Every elementary school has a science teacher. The good ones can inspire a love of science that lasts a lifetime. I think we’ve got one of those at our school. Every week he (I won’t mention his name because I haven’t asked his permission) sends out a short email to all the parents describing what the kids are doing in science class that week, so the parents can talk about it at home with the kids and maybe get them to show how the experiment worked. Here’s this week’s installment, short and sweet:
We have been studying chemistry since the winter break. This week we made cold packs and hot packs.

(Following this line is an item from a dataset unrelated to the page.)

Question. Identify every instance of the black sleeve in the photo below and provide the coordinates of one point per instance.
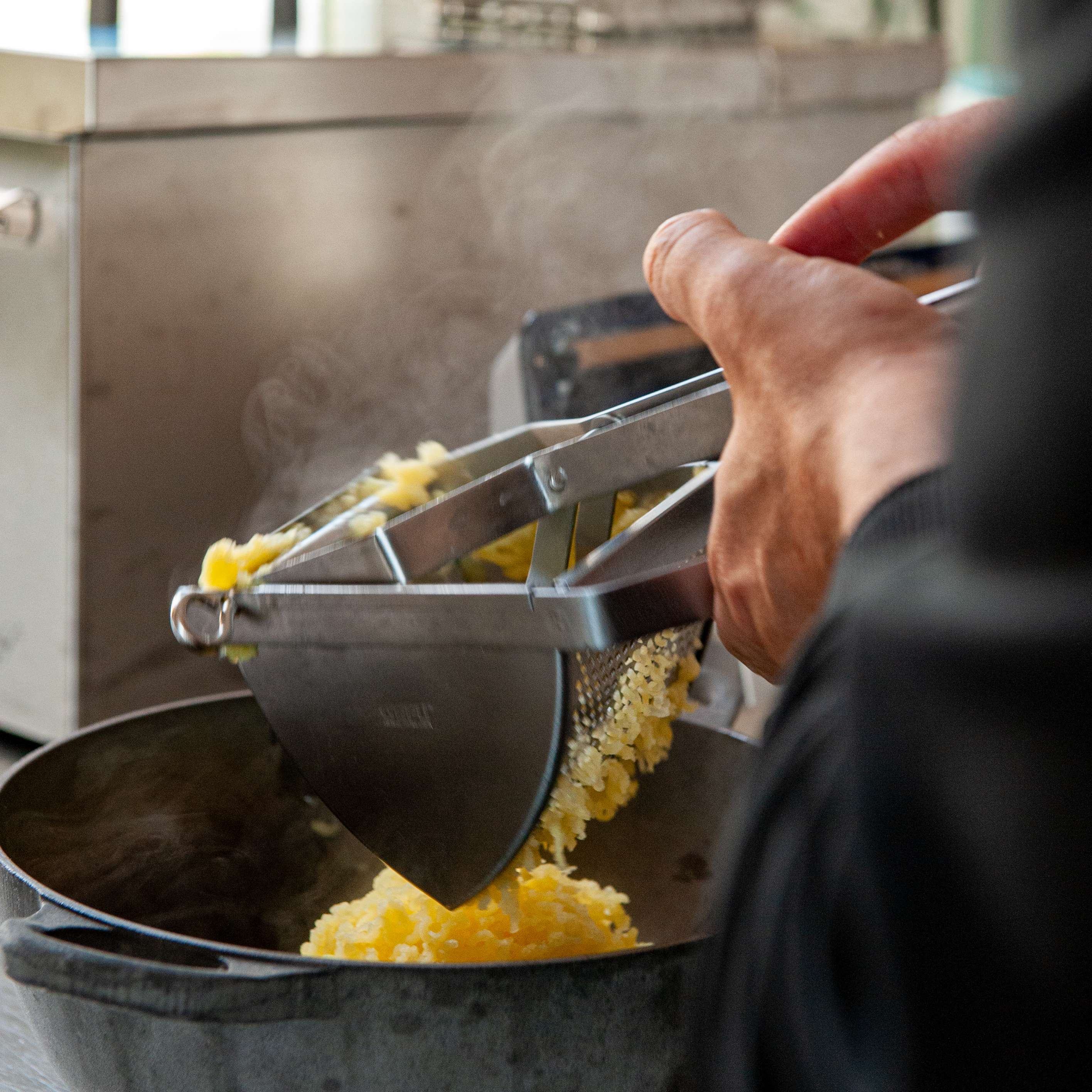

We made cold packs with an endothermic chemical reaction (absorbs heat) mixing baking soda & lemon juice in a sealed sandwich bag. We made hot packs with an exothermic chemical reaction (releases heat) mixing calcium chloride (rock salt used to melt ice on roads) and lemon juice. We then made a list of indicators of chemical reactions based upon what we have done in class: bubbling, inflating (a sealed bag),explosions
(firing rockets), change of temperature, and change of color of acid/base indicator. It can be tricky, though. Except for a change of the acid/base indicator, none of the indicators guarantee a chemical reaction. For example, there is no chemical reaction in a just opened bubbling bottle of pop. By definition, a chemical reaction occurs if some new substance is created.
[The Science Teacher]
So easy. So magical. Thanks, Mr. Science Teacher!